Today I am trying to shore up my hope for speaking the truth in love. When it comes to shouting into the big wind coming from the world, I think I want to get better at insisting that people voice their assumptions about how the world works, rather than just resisting the fruit of their unacknowleged/unknown assumptions or just avoiding the dialogue altogether. If science is the fountain of truth, then admit that and defend it; don’t just assume it. If profit is the goal, if that means the invisible hand is guiding our choices, then say that; at least when you are talking to me, don’t assume I believe that. If you believe that the only thing you can really know comes from your own experience, that even when you are listening to me you can only respond with your own experience of the topic, then admit that up front. We can meet in our love.

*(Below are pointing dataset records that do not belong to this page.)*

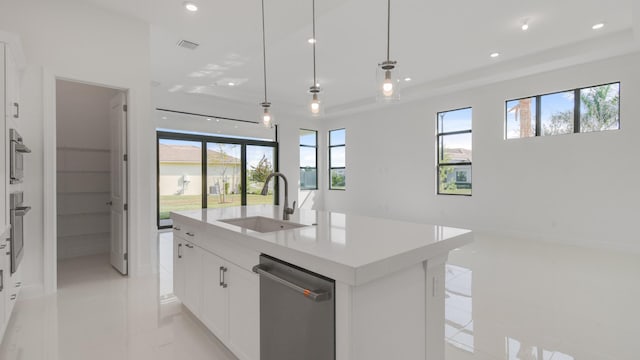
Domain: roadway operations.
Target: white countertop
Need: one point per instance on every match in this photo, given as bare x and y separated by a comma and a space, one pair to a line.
350, 248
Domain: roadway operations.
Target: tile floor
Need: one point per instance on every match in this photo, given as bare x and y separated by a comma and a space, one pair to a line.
506, 300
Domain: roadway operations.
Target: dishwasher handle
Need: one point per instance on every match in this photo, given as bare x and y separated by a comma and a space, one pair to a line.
314, 295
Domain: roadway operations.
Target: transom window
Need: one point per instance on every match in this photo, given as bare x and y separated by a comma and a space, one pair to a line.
595, 108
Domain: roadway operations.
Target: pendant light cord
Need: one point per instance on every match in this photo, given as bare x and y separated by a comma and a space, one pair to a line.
264, 55
388, 27
313, 12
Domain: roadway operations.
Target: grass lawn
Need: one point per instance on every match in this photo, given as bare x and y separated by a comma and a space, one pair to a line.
190, 202
456, 192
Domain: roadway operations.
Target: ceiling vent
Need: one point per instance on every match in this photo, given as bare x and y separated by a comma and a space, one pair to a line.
188, 44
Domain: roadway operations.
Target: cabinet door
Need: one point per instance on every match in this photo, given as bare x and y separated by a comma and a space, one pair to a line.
178, 267
4, 160
192, 256
244, 313
215, 299
4, 276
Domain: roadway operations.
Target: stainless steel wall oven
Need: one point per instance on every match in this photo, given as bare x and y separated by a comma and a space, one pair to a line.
17, 229
15, 155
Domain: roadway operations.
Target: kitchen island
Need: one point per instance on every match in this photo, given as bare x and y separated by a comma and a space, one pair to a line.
389, 277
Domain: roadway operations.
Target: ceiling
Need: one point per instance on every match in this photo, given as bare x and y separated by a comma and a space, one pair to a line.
438, 44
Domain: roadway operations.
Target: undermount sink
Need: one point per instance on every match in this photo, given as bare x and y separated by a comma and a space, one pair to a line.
262, 224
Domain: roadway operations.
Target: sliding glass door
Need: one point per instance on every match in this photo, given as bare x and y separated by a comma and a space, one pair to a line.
199, 171
180, 176
224, 175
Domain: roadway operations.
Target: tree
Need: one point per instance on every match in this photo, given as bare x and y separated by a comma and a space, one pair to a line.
600, 108
260, 172
560, 123
522, 111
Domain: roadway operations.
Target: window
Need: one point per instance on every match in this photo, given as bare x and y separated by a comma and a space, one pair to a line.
595, 108
454, 152
308, 159
337, 159
200, 171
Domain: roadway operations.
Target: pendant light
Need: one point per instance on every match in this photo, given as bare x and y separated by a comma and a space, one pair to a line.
388, 83
266, 119
314, 106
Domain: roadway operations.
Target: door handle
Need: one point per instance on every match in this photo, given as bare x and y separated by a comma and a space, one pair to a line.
221, 274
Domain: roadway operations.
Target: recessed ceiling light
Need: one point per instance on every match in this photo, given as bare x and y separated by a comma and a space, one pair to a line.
190, 6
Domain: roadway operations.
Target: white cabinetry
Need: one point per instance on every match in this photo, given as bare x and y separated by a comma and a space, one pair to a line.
214, 314
219, 292
244, 312
10, 109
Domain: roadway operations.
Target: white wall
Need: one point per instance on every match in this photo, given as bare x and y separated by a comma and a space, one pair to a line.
78, 41
579, 188
83, 171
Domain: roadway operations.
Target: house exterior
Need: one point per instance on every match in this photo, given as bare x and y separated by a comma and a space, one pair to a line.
461, 174
181, 168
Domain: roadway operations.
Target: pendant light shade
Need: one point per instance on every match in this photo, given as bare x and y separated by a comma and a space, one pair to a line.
265, 115
314, 106
266, 119
388, 76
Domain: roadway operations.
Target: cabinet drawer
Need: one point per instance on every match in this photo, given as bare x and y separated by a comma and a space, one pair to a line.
189, 233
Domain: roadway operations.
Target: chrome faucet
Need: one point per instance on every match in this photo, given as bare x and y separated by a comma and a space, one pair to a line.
287, 210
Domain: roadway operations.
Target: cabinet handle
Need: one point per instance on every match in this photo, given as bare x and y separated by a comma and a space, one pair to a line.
223, 270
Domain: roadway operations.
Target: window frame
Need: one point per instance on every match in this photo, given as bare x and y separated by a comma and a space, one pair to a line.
576, 111
316, 159
329, 157
440, 150
204, 140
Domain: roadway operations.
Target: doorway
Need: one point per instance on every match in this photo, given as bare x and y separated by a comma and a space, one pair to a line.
91, 181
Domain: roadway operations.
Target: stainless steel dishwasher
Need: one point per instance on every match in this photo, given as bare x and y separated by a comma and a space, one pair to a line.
297, 312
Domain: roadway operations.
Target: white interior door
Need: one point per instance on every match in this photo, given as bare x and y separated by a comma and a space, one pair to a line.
118, 202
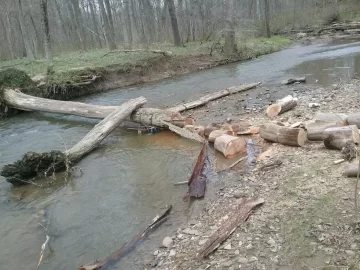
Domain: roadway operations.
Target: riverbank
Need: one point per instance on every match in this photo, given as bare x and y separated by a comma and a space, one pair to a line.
79, 74
308, 220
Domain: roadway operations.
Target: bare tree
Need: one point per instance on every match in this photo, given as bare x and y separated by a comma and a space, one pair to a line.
174, 23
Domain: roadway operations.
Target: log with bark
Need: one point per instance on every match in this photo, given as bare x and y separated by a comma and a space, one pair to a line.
42, 164
284, 135
331, 117
213, 96
158, 220
230, 145
198, 178
146, 116
338, 137
315, 131
238, 216
282, 105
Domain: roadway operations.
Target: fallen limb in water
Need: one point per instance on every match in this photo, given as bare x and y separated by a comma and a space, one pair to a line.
124, 249
32, 164
210, 97
197, 180
239, 215
146, 116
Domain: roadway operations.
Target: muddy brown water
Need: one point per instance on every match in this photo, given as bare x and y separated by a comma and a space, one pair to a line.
127, 180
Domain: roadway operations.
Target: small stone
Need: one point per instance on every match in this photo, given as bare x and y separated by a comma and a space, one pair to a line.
253, 259
243, 260
167, 242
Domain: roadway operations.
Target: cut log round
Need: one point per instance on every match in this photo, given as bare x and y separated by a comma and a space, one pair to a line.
281, 106
146, 116
354, 119
337, 137
283, 135
315, 131
230, 145
330, 117
217, 133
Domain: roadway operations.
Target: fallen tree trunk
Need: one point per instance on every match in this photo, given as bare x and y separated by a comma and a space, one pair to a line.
230, 145
146, 116
198, 178
239, 215
34, 164
337, 137
210, 97
315, 131
330, 117
127, 247
281, 106
284, 135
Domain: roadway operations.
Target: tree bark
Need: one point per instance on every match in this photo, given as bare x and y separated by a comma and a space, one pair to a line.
46, 31
174, 23
29, 52
337, 137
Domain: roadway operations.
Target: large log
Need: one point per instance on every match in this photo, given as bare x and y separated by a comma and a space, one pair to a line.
238, 216
354, 119
146, 116
284, 135
337, 137
281, 106
213, 96
315, 131
34, 164
230, 145
330, 117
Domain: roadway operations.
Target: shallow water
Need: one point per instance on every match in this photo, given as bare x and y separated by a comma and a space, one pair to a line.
127, 180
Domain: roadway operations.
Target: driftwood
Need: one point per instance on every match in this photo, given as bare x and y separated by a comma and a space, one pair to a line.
284, 135
337, 137
32, 164
165, 53
213, 96
281, 106
127, 247
330, 117
197, 180
315, 131
146, 116
230, 145
294, 80
239, 215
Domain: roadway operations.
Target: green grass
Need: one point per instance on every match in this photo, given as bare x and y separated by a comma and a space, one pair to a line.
68, 67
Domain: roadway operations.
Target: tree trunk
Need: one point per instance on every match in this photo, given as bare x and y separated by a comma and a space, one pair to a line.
108, 37
267, 19
46, 30
174, 23
230, 46
29, 52
337, 137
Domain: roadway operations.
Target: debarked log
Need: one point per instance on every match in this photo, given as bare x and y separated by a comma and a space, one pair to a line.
35, 164
146, 116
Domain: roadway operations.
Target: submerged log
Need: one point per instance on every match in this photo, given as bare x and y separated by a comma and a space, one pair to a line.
213, 96
238, 216
128, 246
284, 135
281, 106
330, 117
34, 164
146, 116
197, 180
337, 137
315, 130
230, 145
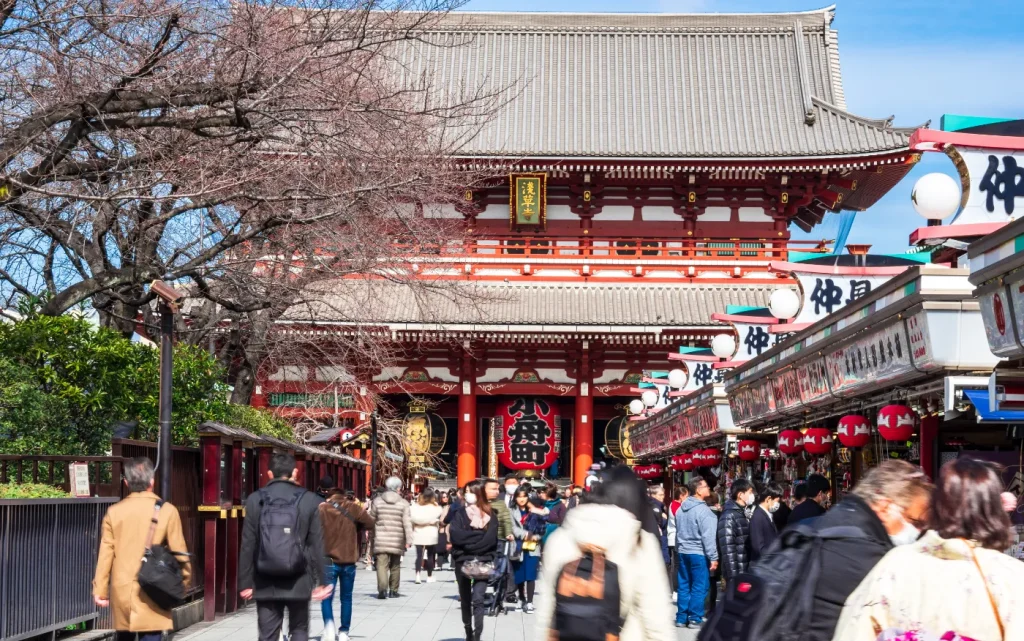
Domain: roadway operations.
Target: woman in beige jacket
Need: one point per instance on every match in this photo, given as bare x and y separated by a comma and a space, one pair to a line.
616, 518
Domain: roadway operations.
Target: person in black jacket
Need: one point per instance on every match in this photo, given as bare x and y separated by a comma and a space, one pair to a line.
274, 594
734, 530
763, 530
473, 536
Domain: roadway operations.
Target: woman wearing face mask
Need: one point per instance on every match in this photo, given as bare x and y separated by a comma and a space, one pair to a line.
954, 580
763, 530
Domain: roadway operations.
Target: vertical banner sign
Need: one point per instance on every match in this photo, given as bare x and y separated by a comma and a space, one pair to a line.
527, 201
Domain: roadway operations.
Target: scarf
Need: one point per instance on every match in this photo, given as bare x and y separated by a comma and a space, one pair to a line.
477, 519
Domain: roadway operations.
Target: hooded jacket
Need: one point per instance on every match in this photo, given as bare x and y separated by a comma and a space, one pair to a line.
394, 527
733, 540
695, 526
643, 585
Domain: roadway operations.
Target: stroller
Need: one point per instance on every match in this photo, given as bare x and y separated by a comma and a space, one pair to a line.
494, 601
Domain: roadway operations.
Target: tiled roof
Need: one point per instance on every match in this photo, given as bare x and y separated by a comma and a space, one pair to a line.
488, 303
670, 86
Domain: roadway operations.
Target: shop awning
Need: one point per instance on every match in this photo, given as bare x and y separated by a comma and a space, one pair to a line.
980, 399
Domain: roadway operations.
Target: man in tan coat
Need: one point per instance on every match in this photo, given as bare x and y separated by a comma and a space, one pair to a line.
125, 528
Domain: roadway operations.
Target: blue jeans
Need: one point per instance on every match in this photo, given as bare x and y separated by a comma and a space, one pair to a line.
345, 575
693, 583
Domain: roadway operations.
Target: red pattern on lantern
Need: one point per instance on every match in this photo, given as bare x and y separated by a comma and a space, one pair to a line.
854, 431
817, 440
713, 457
791, 442
896, 422
749, 450
529, 433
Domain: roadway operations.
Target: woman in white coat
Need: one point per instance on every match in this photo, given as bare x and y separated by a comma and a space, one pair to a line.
426, 516
615, 517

On my side of the dialogue I will be revealing God as the beginning and end of reality as we know it. That is God who is made fully known in Jesus, who demonstrates how to choose and makes us able to follow him. I will be assuming that we not only all relate to God, we are designed to work out our meaning together in love, speaking the truth in love and growing up into our full maturity. We may not immediately understand each other. But I still want to talk, no matter how hard it is.